Difficulty: Beginner Prep Time 15 mins Cook Time 50 mins Rest Time 15 mins Total Time 1 hr 20 mins
Cooking Temp: 120  C Servings: 24 Estimated Cost: $ 8 Calories: 45 kcal

Description

These chocolate chip meringue cookies bake into a crisp shell with a faintly chewy middle from stiff, glossy egg-white foam. A low oven and careful sugar addition give a naturally gluten-free, low-fat cookie that snaps then melts.

Ingredients

Cooking Mode Disabled

Instructions

  1. Heat oven and line pan

    Heat the oven to 120°C / 250°F and line a large sheet pan with parchment. Low heat dries the cookies slowly so the outside crisps before the inside toughens, and you should see the oven fully preheated with the parchment lying flat before moving on.

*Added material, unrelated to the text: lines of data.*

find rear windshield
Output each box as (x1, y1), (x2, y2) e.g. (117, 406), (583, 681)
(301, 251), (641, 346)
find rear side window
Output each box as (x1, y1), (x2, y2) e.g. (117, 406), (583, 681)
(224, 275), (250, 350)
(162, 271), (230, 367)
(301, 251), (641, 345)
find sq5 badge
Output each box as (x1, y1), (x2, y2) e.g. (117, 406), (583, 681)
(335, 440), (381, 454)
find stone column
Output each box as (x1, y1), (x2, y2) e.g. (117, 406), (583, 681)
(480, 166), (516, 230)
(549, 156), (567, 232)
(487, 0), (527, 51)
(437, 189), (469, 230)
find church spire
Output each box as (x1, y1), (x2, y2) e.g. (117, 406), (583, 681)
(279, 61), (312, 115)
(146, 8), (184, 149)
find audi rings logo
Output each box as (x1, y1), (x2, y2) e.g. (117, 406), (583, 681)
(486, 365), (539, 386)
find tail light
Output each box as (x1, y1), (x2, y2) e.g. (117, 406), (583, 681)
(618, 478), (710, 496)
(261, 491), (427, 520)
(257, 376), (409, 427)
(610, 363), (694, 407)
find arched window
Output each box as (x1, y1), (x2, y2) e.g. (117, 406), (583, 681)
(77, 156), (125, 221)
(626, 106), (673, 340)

  2. Clean bowl and add whites

    Wipe a metal bowl and whisk with vinegar to remove grease, then add 3 room-temperature egg whites and 1/2 tsp cream of tartar. The bowl must look clean and smell faintly of vinegar with no oily film, since any grease stops the whites from whipping to stiff peaks.

  3. Whisk foamy base

    Whisk on medium-low speed off the stove until foamy and opaque, about 1 minute. The mixture should turn from clear and liquid to a uniform white foam with tiny bubbles before you increase the speed.

  4. Add sugar gradually

    Increase to medium speed and add 150 g caster sugar one tablespoon at a time over 3 minutes. The foam should turn glossy and hold soft peaks that curl at the tip, with no visible sugar grains left on the whisk.

  5. Whip stiff peaks

    Add 1 tsp vanilla and 1/4 tsp salt, then whip on high for 2 minutes until the meringue is stiff, peaks stand straight, and no sugar grains remain when rubbed between fingers. The bowl should hold its shape when tilted and the meringue should feel smooth and dry to the touch.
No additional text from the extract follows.